Oleh : Sarah (Aktivis Mahasiswa)
Dilansir dari Kompas.com JAKARTA, KOMPAS.com - Komisi Perlindungan Anak Indonesia (KPAI) mencatat, terdapat 57 kasus kekerasan seksual terhadap anak pada Januari hingga April 2026. Dalam data yang diunggah dalam siaran pers KPAI di laman resminya, terdapat pula 76 kasus anak korban kekerasan fisik dan/atau psikis.
"Kasus kekerasan fisik didominasi oleh penganiayaan, perkelahian, dan pengeroyokokan. Sedangkan pada kasus kejahatan seksual didominasi oleh pencabulan dan persetubuhan," bunyi siaran pers KPAI yang dirilis Senin (18/5/2026).
Kemudian, terdapat 12 kasus anak korban pornografi dan kejahatan siber. Lalu, lima kasus penculikan dan perdagangan anak. Serta, delapan kasus anak berhadapan dengan hukum sebagai pelaku.
Sekularisme membuat nilai-nilai agama semakin tersisih dari kehidupan sehari-hari. Akibatnya, keimanan yang seharusnya menjadi landasan dalam membina individu dan keluarga menjadi lemah. Banyak orang kemudian lebih berfokus pada pencapaian materi dan kepentingan duniawi, sehingga keberadaan anak tidak lagi dipandang sebagai amanah yang harus dijaga dan dididik dengan penuh tanggung jawab.
Di sisi lain, sistem ekonomi kapitalis sering kali menimbulkan tekanan ekonomi yang berat bagi keluarga akibat tingginya kesenjangan sosial dan tingkat kemiskinan. Kondisi tersebut dapat memicu munculnya konflik hingga kekerasan dalam rumah tangga. Selain itu, negara dinilai belum mampu memberikan perlindungan yang optimal kepada anak-anak karena kebijakan yang diambil cenderung bersifat sementara dan hanya menangani dampak, bukan penyebab utama masalah. Sementara itu, hukuman yang diberikan kepada pelaku kekerasan terhadap anak dianggap belum cukup memberikan efek jera, sehingga kasus serupa masih terus terjadi.

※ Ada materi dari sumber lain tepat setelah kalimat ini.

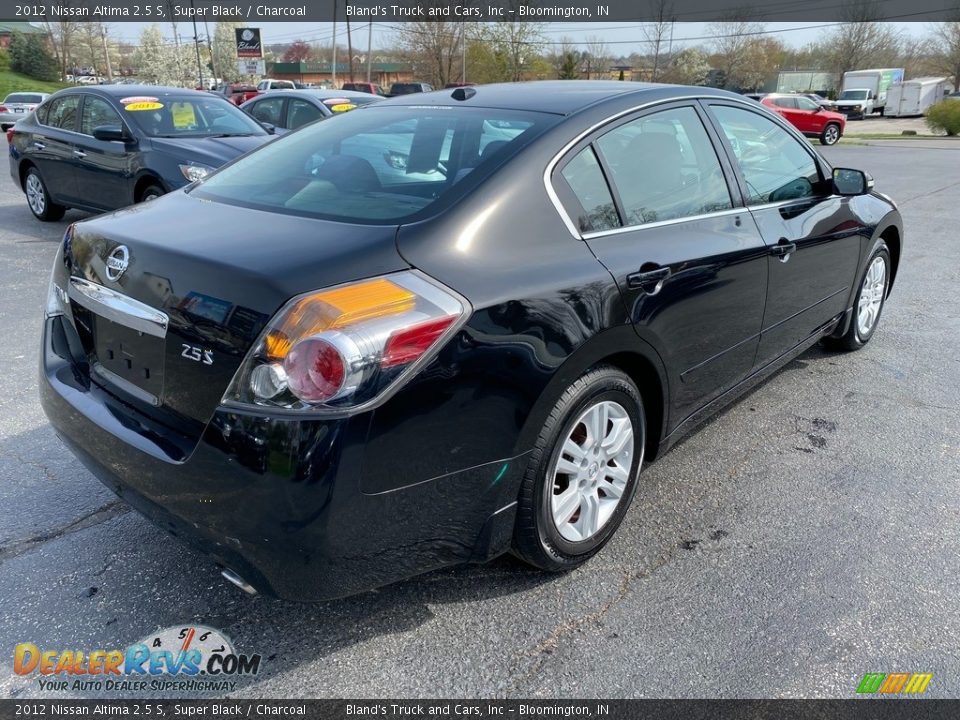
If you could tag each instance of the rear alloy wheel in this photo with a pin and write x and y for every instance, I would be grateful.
(38, 199)
(151, 192)
(830, 134)
(582, 472)
(869, 302)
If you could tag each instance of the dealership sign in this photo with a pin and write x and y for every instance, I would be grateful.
(251, 67)
(248, 42)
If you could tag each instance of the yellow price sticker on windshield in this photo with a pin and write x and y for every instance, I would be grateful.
(183, 115)
(134, 107)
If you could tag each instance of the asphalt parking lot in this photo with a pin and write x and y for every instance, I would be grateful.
(804, 537)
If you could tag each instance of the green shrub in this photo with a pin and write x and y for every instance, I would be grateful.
(945, 117)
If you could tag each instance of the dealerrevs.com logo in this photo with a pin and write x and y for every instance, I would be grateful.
(180, 658)
(894, 683)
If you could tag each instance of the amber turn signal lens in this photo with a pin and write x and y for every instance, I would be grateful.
(337, 308)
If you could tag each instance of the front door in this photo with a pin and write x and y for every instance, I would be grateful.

Dalam pandangan Islam, keluarga dibangun di atas dasar akidah yang kuat sehingga nilai keimanan menjadi pelindung utama bagi setiap anggota keluarga. Orang tua yang memahami ajaran Islam akan menyadari bahwa anak merupakan titipan dari Allah yang harus dipelihara, dididik, dan dipenuhi hak-haknya dengan penuh tanggung jawab.

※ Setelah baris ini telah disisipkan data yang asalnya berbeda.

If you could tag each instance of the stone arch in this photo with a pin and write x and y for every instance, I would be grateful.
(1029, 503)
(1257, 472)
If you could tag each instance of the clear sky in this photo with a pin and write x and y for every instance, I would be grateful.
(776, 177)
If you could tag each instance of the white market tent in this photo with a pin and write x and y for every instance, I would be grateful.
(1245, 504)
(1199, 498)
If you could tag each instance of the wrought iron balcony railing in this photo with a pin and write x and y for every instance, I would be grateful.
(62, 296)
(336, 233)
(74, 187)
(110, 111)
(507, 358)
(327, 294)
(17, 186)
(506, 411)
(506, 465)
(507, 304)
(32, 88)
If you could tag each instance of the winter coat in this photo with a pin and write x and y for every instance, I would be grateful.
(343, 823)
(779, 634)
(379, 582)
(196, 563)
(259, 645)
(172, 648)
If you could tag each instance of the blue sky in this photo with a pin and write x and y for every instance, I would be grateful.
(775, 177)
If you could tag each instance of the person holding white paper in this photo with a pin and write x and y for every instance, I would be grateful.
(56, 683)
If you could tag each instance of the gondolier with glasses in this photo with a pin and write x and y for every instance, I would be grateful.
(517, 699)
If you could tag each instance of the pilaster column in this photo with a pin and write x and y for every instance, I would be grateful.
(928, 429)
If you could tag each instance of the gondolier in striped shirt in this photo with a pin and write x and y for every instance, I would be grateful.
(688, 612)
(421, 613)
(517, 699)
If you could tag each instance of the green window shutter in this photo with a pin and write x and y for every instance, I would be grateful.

Selain itu, sistem ekonomi Islam menempatkan negara sebagai pihak yang bertanggung jawab dalam menjamin terpenuhinya kebutuhan pokok masyarakat. Dengan terpenuhinya kebutuhan dasar keluarga, berbagai tekanan ekonomi yang sering menjadi pemicu konflik dan kekerasan dalam rumah tangga dapat diminimalkan.

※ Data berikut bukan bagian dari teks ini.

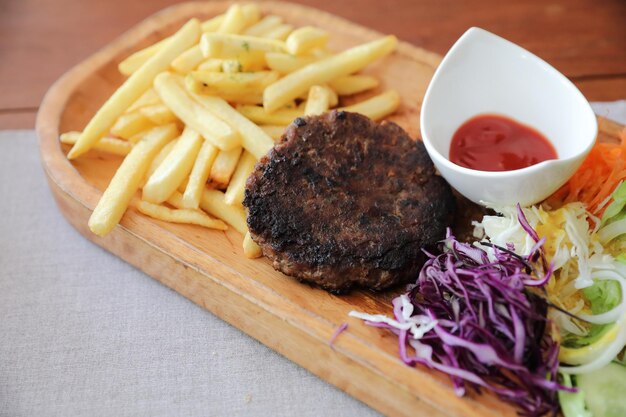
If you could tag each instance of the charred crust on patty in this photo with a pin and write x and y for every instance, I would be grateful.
(345, 202)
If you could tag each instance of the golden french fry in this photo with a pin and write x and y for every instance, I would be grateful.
(106, 144)
(224, 165)
(220, 45)
(129, 124)
(174, 169)
(149, 98)
(139, 136)
(213, 24)
(353, 84)
(378, 106)
(193, 114)
(305, 39)
(137, 59)
(158, 160)
(199, 175)
(281, 32)
(188, 60)
(263, 26)
(250, 249)
(213, 203)
(219, 83)
(231, 66)
(319, 100)
(137, 84)
(260, 116)
(274, 132)
(253, 138)
(320, 72)
(234, 20)
(187, 216)
(252, 13)
(134, 61)
(285, 63)
(127, 178)
(159, 114)
(211, 64)
(237, 186)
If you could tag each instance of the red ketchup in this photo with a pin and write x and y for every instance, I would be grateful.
(497, 143)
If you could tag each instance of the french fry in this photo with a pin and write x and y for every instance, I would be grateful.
(127, 178)
(129, 124)
(224, 166)
(110, 145)
(234, 20)
(263, 26)
(320, 72)
(318, 101)
(174, 169)
(253, 138)
(250, 249)
(213, 24)
(219, 45)
(158, 160)
(305, 39)
(285, 63)
(237, 186)
(159, 114)
(139, 136)
(252, 13)
(137, 59)
(188, 60)
(148, 98)
(186, 216)
(260, 116)
(273, 131)
(137, 84)
(378, 106)
(211, 64)
(219, 83)
(281, 32)
(134, 61)
(213, 203)
(254, 99)
(353, 84)
(193, 114)
(231, 66)
(199, 175)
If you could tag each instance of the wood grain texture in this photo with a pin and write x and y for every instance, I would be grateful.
(39, 40)
(208, 266)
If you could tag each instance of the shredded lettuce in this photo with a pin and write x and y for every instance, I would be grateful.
(615, 211)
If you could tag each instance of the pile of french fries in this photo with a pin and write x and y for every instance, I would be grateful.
(201, 107)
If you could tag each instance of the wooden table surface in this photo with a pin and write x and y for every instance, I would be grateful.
(584, 39)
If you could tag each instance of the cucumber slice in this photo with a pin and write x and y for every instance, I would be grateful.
(605, 390)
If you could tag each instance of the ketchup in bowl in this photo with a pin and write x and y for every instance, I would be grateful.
(497, 143)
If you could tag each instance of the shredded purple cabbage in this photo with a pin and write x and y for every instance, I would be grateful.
(490, 329)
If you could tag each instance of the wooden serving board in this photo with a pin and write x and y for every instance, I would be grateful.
(209, 268)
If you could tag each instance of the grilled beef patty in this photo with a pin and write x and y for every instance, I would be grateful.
(343, 201)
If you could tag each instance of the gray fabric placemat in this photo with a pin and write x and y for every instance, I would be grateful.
(84, 334)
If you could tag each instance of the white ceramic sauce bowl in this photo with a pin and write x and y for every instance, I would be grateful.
(485, 74)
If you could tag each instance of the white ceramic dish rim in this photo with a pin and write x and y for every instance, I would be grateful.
(510, 173)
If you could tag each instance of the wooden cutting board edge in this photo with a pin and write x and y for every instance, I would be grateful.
(352, 365)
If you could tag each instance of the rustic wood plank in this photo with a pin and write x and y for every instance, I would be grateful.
(209, 268)
(39, 40)
(18, 119)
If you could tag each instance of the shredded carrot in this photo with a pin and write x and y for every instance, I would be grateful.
(600, 173)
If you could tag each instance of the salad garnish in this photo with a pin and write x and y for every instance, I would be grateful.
(472, 316)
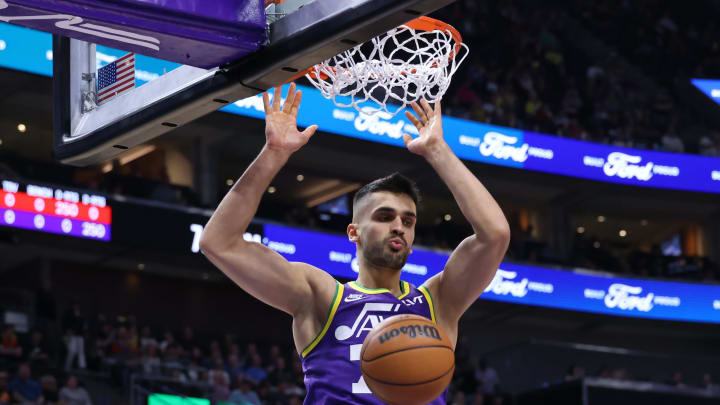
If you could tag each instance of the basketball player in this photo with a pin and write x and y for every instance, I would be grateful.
(330, 320)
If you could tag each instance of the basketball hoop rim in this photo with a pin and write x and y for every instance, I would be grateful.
(422, 23)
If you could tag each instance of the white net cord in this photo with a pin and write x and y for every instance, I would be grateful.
(399, 67)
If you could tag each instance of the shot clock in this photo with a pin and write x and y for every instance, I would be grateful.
(54, 210)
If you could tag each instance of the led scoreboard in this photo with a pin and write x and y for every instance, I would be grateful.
(54, 210)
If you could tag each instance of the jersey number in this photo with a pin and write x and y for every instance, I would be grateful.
(359, 387)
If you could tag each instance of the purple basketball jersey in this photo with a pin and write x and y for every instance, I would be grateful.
(331, 362)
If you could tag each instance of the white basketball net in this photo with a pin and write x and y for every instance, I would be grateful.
(399, 67)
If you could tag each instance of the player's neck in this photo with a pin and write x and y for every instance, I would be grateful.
(375, 278)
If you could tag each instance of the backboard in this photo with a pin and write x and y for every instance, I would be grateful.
(232, 58)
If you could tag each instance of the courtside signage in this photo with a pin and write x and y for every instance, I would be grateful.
(28, 50)
(513, 283)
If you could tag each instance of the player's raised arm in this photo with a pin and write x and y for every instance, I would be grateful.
(472, 265)
(291, 287)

Di sisi lain, negara yang menerapkan syariat Islam berperan sebagai pengurus sekaligus pelindung rakyat. Negara tidak hanya menangani masalah setelah terjadi, tetapi juga berupaya mencegah munculnya kerusakan melalui pendidikan yang berlandaskan Islam serta pengawasan terhadap media agar tidak memberikan pengaruh negatif bagi masyarakat.Selain itu, pelaku kekerasan terhadap anak akan dikenai sanksi yang tegas sehingga dapat memberikan efek jera dan mencegah terulangnya tindakan serupa di kemudian hari.